# hello



## MangaOrchid21 (Nov 18, 2015)

hello all,

just got this Paphiopedilum a couple of days ago and im very excited to grow it, this would be my first paphiopedilum and i dont know much about them, can anyone tell me what kind it is? our nurseries dont put tags on any of the plants...
how does it look to be doing? any advice?
ps: the picture of the paphiopedilum is my avatar i dont know if its possible to enlarge them i hope soo..as i still have not figured out how to post the pics on the thread.
Thankx


----------



## NYEric (Nov 18, 2015)

The best way to post photos is to put them on a 2nd party site and then post the link to the photos here.


----------



## SlipperFan (Nov 19, 2015)

Your avatar doesn't show up -- it should be with your name. Check and see where you placed it in your profile here. 
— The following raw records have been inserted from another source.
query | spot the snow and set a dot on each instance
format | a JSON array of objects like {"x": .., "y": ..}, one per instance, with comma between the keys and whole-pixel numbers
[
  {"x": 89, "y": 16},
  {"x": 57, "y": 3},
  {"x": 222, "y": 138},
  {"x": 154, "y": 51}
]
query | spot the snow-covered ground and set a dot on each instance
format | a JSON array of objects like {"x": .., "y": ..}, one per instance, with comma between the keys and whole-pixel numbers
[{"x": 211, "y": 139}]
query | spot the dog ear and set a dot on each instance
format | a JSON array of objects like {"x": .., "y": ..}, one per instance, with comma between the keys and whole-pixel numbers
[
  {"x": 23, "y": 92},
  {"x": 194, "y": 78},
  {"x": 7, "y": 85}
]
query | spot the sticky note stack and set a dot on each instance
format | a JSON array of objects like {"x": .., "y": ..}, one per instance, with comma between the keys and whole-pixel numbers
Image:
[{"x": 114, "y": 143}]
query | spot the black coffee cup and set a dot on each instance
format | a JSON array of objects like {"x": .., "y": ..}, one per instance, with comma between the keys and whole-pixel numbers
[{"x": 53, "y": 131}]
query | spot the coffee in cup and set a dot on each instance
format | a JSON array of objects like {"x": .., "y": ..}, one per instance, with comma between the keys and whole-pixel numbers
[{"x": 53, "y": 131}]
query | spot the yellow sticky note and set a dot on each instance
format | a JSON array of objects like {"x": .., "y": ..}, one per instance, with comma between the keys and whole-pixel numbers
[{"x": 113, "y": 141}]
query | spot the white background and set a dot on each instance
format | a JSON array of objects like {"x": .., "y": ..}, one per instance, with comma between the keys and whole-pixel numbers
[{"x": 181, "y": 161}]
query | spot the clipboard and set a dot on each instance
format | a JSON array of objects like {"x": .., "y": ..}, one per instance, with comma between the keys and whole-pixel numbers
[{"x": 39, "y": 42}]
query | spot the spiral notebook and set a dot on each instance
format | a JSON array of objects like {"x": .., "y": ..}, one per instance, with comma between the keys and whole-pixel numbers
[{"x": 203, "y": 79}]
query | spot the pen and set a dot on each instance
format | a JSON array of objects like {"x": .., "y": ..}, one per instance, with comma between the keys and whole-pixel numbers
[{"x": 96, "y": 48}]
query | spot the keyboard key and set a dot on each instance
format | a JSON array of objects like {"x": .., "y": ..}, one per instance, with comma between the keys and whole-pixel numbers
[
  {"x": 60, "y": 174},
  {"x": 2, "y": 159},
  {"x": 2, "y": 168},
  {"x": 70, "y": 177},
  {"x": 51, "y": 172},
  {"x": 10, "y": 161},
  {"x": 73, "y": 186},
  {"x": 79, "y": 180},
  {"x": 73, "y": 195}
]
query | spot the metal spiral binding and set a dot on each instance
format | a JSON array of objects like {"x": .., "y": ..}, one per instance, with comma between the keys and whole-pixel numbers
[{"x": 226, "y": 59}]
Eric is right -- try storing your photos on Photobucket, Flickr or some other photo storage site and then link in here.


----------



## PaphMadMan (Nov 21, 2015)

I assume it is the picture visible in your profile even if it isn't showing here as your avatar. That very small picture doesn't show enough detail to be sure of anything. It appears to be basically healthy, but a lot could be hidden. I think it is hybrid between a vinicolor Maudiae-type Paph and a species called Paph charlesworthii. A better picture would help, but there is no way to make a definite identification of an unlabeled hybrid. You should easily be able to find information about Paphiopedilum Maudiae and how to care for it. Start there, and perhaps when you can post a clearer picture we can be a bit more specific.


----------